وَفِى ثَمُودَ إِذْ قِيلَ لَهُمْ تَمَتَّعُوا۟ حَتَّىٰ حِينٍۢ
Wa fee Samooda iz qeela lahum tamatta''oo hattaa heen
Semûd'da da bir ibret var. Onlara şöyle denmişti: "Bir vakte kadar yiyip içip eğlenin."
فَعَتَوْا۟ عَنْ أَمْرِ رَبِّهِمْ فَأَخَذَتْهُمُ ٱلصَّٰعِقَةُ وَهُمْ يَنظُرُونَ
Fa'ataw 'an amri Rabbihim fa akhazal humus saa'iqatu wa hum yanzuroon
Daha sonra onlar, Rablerinin emrine kafa tuttular da gözleri baka baka yıldırım kendilerini yakaladı.
فَمَا ٱسْتَطَٰعُوا۟ مِن قِيَامٍۢ وَمَا كَانُوا۟ مُنتَصِرِينَ
Famas tataa'oo min qiyaaminw wa maa kaanoo muntasireen
Ne kalkıp kaçabildiler ne de kendilerine yardım eden oldu.
وَقَوْمَ نُوحٍۢ مِّن قَبْلُ ۖ إِنَّهُمْ كَانُوا۟ قَوْمًۭا فَٰسِقِينَ
Wa qawma Noohim min qablu innahum kaano qawman faasiqeen
Daha önce de Nûh kavmini batırmıştık. Çünkü onlar da doğruluktan ayrılmış bir topluluktu.
وَٱلسَّمَآءَ بَنَيْنَٰهَا بِأَيْي۟دٍۢ وَإِنَّا لَمُوسِعُونَ
Wassamaaa'a banainaa haa bi aydinw wa innaa lamoosi'oon
Göğe gelince, onu biz ellerimizle kurduk.

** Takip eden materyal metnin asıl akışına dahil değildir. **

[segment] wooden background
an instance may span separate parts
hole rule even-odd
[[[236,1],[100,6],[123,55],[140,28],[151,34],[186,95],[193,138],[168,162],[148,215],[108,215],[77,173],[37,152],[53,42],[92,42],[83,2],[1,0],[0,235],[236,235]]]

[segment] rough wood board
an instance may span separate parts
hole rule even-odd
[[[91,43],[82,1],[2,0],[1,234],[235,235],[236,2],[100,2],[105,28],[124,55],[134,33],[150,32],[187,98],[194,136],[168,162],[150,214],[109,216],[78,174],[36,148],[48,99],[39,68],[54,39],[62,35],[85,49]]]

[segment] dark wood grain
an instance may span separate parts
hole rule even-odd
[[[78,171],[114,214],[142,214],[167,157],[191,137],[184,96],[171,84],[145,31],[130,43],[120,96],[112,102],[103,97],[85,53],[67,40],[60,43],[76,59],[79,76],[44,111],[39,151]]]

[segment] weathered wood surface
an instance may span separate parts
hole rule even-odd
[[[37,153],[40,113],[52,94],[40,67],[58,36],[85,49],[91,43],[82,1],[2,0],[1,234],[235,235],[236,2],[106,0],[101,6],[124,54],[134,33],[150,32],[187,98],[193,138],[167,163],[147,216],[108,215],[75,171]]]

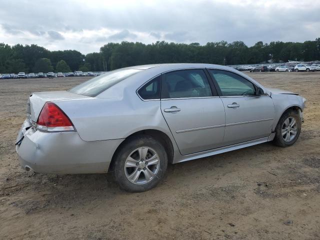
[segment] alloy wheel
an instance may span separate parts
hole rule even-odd
[[[134,184],[146,184],[151,181],[159,170],[160,158],[151,148],[142,146],[131,152],[124,162],[127,179]]]
[[[282,125],[281,135],[284,142],[291,142],[296,137],[298,132],[298,124],[294,118],[290,116]]]

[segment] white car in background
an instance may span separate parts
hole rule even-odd
[[[300,71],[316,71],[316,67],[315,66],[312,66],[311,65],[308,65],[306,64],[298,64],[294,67],[294,72]]]
[[[290,68],[286,66],[279,66],[276,68],[276,72],[292,72]]]
[[[312,64],[312,66],[314,66],[316,68],[316,70],[320,71],[320,64]]]

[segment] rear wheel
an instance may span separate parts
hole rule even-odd
[[[280,146],[289,146],[299,138],[301,131],[301,119],[296,111],[288,110],[284,112],[276,128],[274,144]]]
[[[112,168],[122,189],[140,192],[158,184],[167,166],[168,156],[162,144],[151,136],[142,135],[126,140],[115,156]]]

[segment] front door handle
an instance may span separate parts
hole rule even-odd
[[[176,106],[172,106],[170,108],[166,108],[164,110],[165,112],[180,112],[181,110]]]
[[[230,104],[228,106],[228,107],[230,108],[236,108],[240,106],[240,105],[238,104],[236,102],[232,102],[232,104]]]

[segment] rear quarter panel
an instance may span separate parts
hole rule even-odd
[[[276,112],[272,131],[274,131],[280,118],[286,110],[292,106],[298,106],[303,111],[304,108],[304,98],[300,96],[290,94],[272,94],[271,96],[274,103]]]
[[[80,137],[85,141],[124,138],[146,129],[160,130],[172,140],[161,113],[160,100],[142,101],[136,95],[126,96],[70,100],[54,103],[70,118]]]

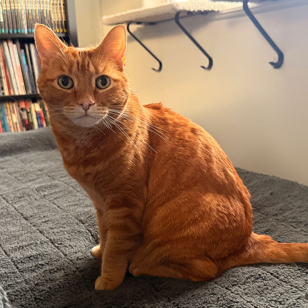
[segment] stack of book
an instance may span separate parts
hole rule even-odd
[[[1,0],[0,0],[1,1]],[[0,44],[0,95],[37,93],[40,72],[37,51],[33,43],[21,48],[18,40]]]
[[[0,133],[23,132],[49,126],[47,109],[41,100],[0,103]]]
[[[34,33],[37,22],[55,32],[66,32],[64,0],[0,0],[0,27],[3,34]]]

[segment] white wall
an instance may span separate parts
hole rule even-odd
[[[69,0],[71,1],[72,0]],[[78,45],[84,47],[99,42],[102,32],[100,0],[73,0],[75,2]]]
[[[135,32],[162,71],[131,40],[127,70],[144,103],[162,101],[204,127],[236,166],[308,185],[308,1],[284,8],[283,0],[269,2],[252,11],[284,53],[279,69],[268,64],[277,55],[248,18],[235,13],[181,20],[213,58],[210,71],[173,21]]]

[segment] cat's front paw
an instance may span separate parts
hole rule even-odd
[[[102,252],[100,250],[100,246],[98,245],[93,247],[91,250],[91,254],[95,257],[100,259],[102,257]]]
[[[100,276],[95,282],[95,290],[114,290],[119,286],[123,281],[121,280],[109,280],[106,278]]]

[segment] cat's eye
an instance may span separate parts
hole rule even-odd
[[[63,89],[70,89],[73,87],[74,83],[72,79],[68,76],[60,76],[58,78],[58,84]]]
[[[110,84],[109,77],[103,75],[98,77],[95,81],[95,84],[99,89],[106,89]]]

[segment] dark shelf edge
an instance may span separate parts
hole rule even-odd
[[[34,93],[30,94],[22,94],[19,95],[4,95],[0,96],[0,102],[5,101],[18,101],[23,99],[36,98],[40,97],[38,93]]]

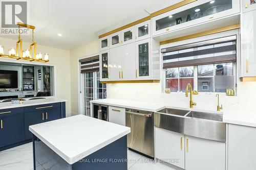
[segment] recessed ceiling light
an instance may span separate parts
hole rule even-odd
[[[200,9],[199,8],[198,8],[195,10],[195,12],[198,12],[199,11],[200,11]]]

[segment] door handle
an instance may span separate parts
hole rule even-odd
[[[180,137],[180,150],[182,150],[183,149],[183,147],[182,146],[182,140],[183,140],[183,137]]]
[[[187,138],[187,145],[186,145],[187,152],[188,152],[188,139]]]
[[[249,64],[249,60],[246,59],[246,72],[248,72],[248,71],[249,71],[248,64]]]

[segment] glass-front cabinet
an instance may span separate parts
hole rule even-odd
[[[256,0],[243,0],[243,12],[256,10]]]
[[[110,48],[120,46],[121,44],[121,32],[111,34],[110,36]]]
[[[151,70],[151,39],[136,42],[136,79],[149,79]]]
[[[109,75],[109,50],[102,52],[100,55],[99,71],[101,81],[108,81]]]
[[[151,20],[135,26],[135,40],[136,41],[150,38],[151,35]]]
[[[110,36],[106,36],[99,39],[99,49],[103,51],[109,49],[110,43]]]
[[[198,0],[153,18],[153,35],[239,12],[239,0]]]
[[[135,27],[131,27],[121,31],[122,45],[133,42],[135,41]]]

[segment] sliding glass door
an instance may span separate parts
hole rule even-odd
[[[91,72],[82,74],[84,95],[84,113],[91,115],[90,101],[96,99],[106,98],[106,86],[99,81],[99,72]]]

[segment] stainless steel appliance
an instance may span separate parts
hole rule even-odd
[[[94,118],[109,122],[109,106],[93,104],[92,116]]]
[[[126,126],[131,128],[127,138],[127,147],[154,158],[153,112],[125,109]]]

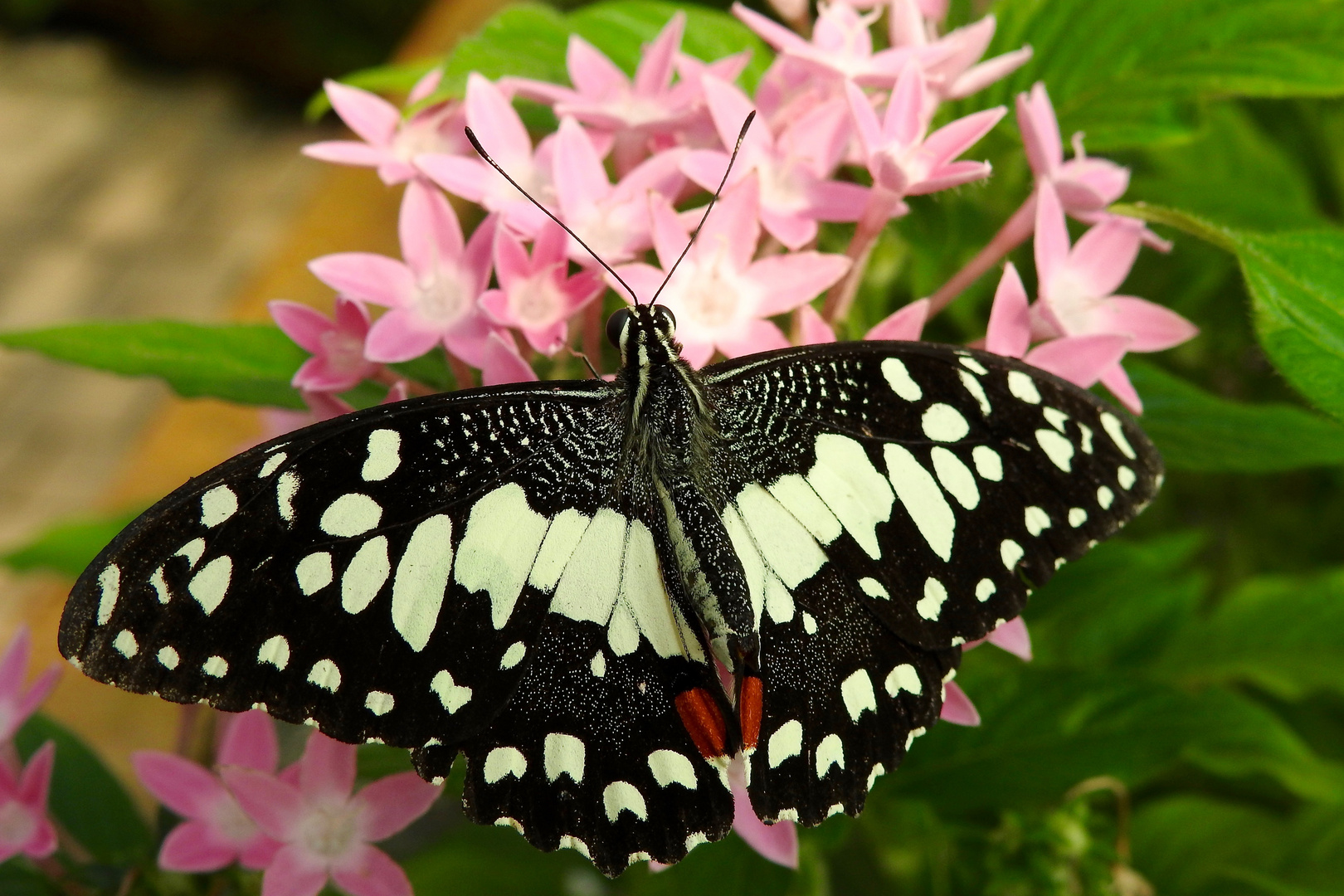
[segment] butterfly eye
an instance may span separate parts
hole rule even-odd
[[[630,309],[622,308],[606,318],[606,339],[612,345],[621,348],[621,333],[630,321]]]
[[[668,336],[676,333],[676,314],[672,313],[672,309],[665,305],[655,305],[653,313],[656,314],[655,320],[660,330]]]

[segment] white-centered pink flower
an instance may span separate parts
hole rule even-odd
[[[551,140],[543,140],[534,150],[532,138],[508,95],[476,73],[466,79],[462,109],[466,124],[485,152],[539,203],[552,207],[555,192],[551,184]],[[415,167],[454,196],[499,212],[504,223],[520,234],[531,236],[547,220],[542,210],[485,164],[474,150],[470,154],[417,156]]]
[[[757,204],[755,176],[724,192],[659,297],[676,314],[681,356],[692,367],[706,364],[715,349],[737,357],[785,348],[784,333],[763,318],[810,301],[849,269],[848,258],[814,251],[753,259],[761,236]],[[652,196],[650,214],[663,270],[644,263],[618,269],[644,301],[691,238],[667,199]]]
[[[328,880],[351,896],[411,896],[406,872],[372,844],[423,815],[438,787],[406,771],[352,794],[355,747],[316,731],[297,767],[297,780],[223,770],[247,815],[282,844],[266,866],[262,896],[317,896]]]
[[[1036,185],[1036,278],[1039,301],[1032,306],[1032,334],[1124,336],[1130,352],[1160,352],[1180,345],[1199,328],[1176,312],[1116,290],[1129,275],[1138,255],[1141,222],[1106,216],[1089,228],[1078,243],[1068,244],[1064,210],[1048,180]],[[1117,363],[1101,382],[1136,414],[1142,402]]]
[[[337,296],[333,317],[300,302],[276,301],[266,308],[285,336],[312,353],[290,380],[294,388],[344,392],[379,371],[364,357],[370,320],[362,304]]]
[[[741,89],[706,75],[704,97],[727,149],[696,149],[685,154],[681,169],[704,189],[714,191],[728,167],[730,152],[751,111]],[[742,150],[728,175],[728,184],[754,177],[758,183],[759,216],[770,235],[789,249],[800,249],[817,235],[818,220],[857,220],[868,189],[828,180],[840,164],[849,141],[848,110],[841,102],[813,106],[778,137],[766,122],[755,121],[742,141]]]
[[[435,69],[421,78],[407,103],[415,105],[433,94],[442,75],[442,70]],[[458,102],[434,103],[403,118],[402,111],[382,97],[339,81],[327,82],[327,98],[360,140],[308,144],[304,154],[312,159],[376,168],[383,183],[399,184],[419,173],[413,164],[417,156],[472,152],[462,134],[465,118]]]
[[[683,152],[661,152],[612,184],[602,167],[602,154],[587,132],[575,120],[563,118],[555,134],[554,156],[560,219],[609,265],[634,258],[652,244],[649,195],[673,199],[685,184]],[[567,253],[585,267],[597,265],[575,240],[569,240]]]
[[[547,222],[530,258],[521,240],[500,228],[495,234],[500,285],[481,296],[481,308],[491,320],[516,328],[543,355],[554,355],[564,345],[569,318],[606,289],[598,271],[569,275],[567,242],[560,226]]]
[[[896,196],[918,196],[989,176],[986,161],[953,160],[989,133],[1008,113],[1007,107],[973,113],[930,134],[934,105],[927,98],[923,70],[914,63],[900,73],[880,125],[863,90],[851,82],[845,93],[868,172],[878,187]]]
[[[16,775],[0,762],[0,862],[13,856],[46,858],[56,852],[56,832],[47,819],[47,791],[56,746],[50,740]]]
[[[13,737],[60,680],[60,666],[51,664],[26,688],[23,681],[31,657],[32,633],[23,625],[0,657],[0,742]]]
[[[372,253],[323,255],[313,274],[347,298],[388,309],[368,330],[364,357],[378,363],[419,357],[439,343],[480,367],[491,322],[476,300],[491,278],[495,216],[464,244],[462,227],[448,199],[413,180],[401,212],[405,261]]]
[[[270,716],[253,709],[228,717],[215,754],[216,766],[274,772],[278,758]],[[190,759],[149,750],[133,754],[130,762],[145,790],[185,819],[164,838],[160,868],[199,873],[235,861],[243,868],[270,864],[280,842],[262,833],[215,772]]]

Hiç kuşkusuz, biz, genişleticileriz.
وَٱلْأَرْضَ فَرَشْنَٰهَا فَنِعْمَ ٱلْمَٰهِدُونَ
Wal arda farashnaahaa fani'mal maahidoon
Yeri de biz döşedik. Ne güzel döşeyicileriz!
وَمِن كُلِّ شَىْءٍ خَلَقْنَا زَوْجَيْنِ لَعَلَّكُمْ تَذَكَّرُونَ
Wa min kulli shai'in khalaqnaa zawjaini la'allakum tazakkaroon
Herşeyden iki çift yarattık ki düşünüp anlayabilesiniz.
فَفِرُّوٓا۟ إِلَى ٱللَّهِ ۖ إِنِّى لَكُم مِّنْهُ نَذِيرٌۭ مُّبِينٌۭ
Fafirrooo ilal laahi innee lakum minhu nazeerum mubeen
O halde Allah'a kaçın/sığının! Ben size O'ndan gelmiş açıklayıcı bir uyarıcıyım.
وَلَا تَجْعَلُوا۟ مَعَ ٱللَّهِ إِلَٰهًا ءَاخَرَ ۖ إِنِّى لَكُم مِّنْهُ نَذِيرٌۭ مُّبِينٌۭ
Wa laa taj'aloo ma'al laahi ilaahan aakhara innee lakum minhu nazeerum mubeen
Allah'ın yanına başka bir ilah koymayın! Ben size O'ndan gelmiş açıklayıcı bir uyarıcıyım.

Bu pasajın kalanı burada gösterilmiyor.